Reading Aristotle’s take on the structure of a successful story was both enlightening and reassuring on basic values we’ve learned thus far in classes. Something that particularly struck a chord with me was the level of importance he put on the different elements that create a story. The main thing that intrigued me was the relation it still has to today’s world of film and television.
The most important element for Aristotle is the complexity and coherency of the plot. He states that “…the greatest means by which tragedy draws the soul are…namely reversals and discoveries” (Aristotle, Ch. 6 Ln. 37) in the story itself. While I agree with the majority of this statement, I’m compelled to disagree with a lot of it, especially in today’s world of storytelling. Perhaps in Aristotle’s time, this statement could have held true. In today’s day and age, however, everyone has already seen every possibly story. There are no longer any truly original ideas, making the plots of many films and television shows simple rehashes of that which has been done before. Whether it’s a princess being rescued from a castle or two lovers dying a tragic death, each arc has been done in some variation. As a result, I’m compelled to disagree with Aristotle on the basis of plot and instead find that, in today’s films, the character draws the soul.

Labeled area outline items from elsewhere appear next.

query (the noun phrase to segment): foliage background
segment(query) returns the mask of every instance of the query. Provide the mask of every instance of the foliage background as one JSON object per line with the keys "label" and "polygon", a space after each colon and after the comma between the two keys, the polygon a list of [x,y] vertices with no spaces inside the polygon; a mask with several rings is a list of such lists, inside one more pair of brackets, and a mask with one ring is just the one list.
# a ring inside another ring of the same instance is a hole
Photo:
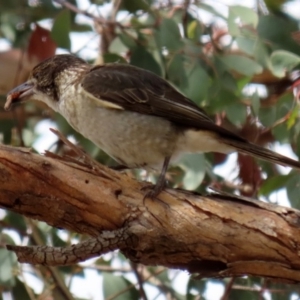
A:
{"label": "foliage background", "polygon": [[[300,64],[300,5],[284,0],[228,2],[229,6],[225,1],[196,0],[0,0],[1,107],[8,90],[26,80],[36,63],[71,51],[91,63],[124,62],[151,70],[218,124],[299,157],[298,104],[286,75]],[[285,11],[286,5],[294,14]],[[12,113],[0,111],[3,143],[74,155],[48,127],[58,127],[100,162],[114,164],[41,103],[27,103]],[[143,171],[135,174],[145,179]],[[300,208],[296,171],[242,155],[186,155],[170,169],[168,179],[174,187],[199,192],[213,187],[264,201],[277,201],[280,195],[286,204]],[[65,246],[85,237],[8,211],[0,211],[0,228],[0,300],[300,295],[299,287],[268,279],[198,280],[162,267],[146,268],[119,253],[70,267],[19,265],[6,243]]]}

While plot certainly is important, the element that truly drives a story is the creation and execution of the characters. Every story in the modern age of film is a simply a different rendition of an original story created years ago. With this in mind, it’s hard to believe that the plot can truly be the most important element when every audience member has experienced that story before. The difference in each story is instead the presentation of its characters. A strong performance by an actor can make or break a story, but the importance of the character runs much deeper than that. The true importance of a character is...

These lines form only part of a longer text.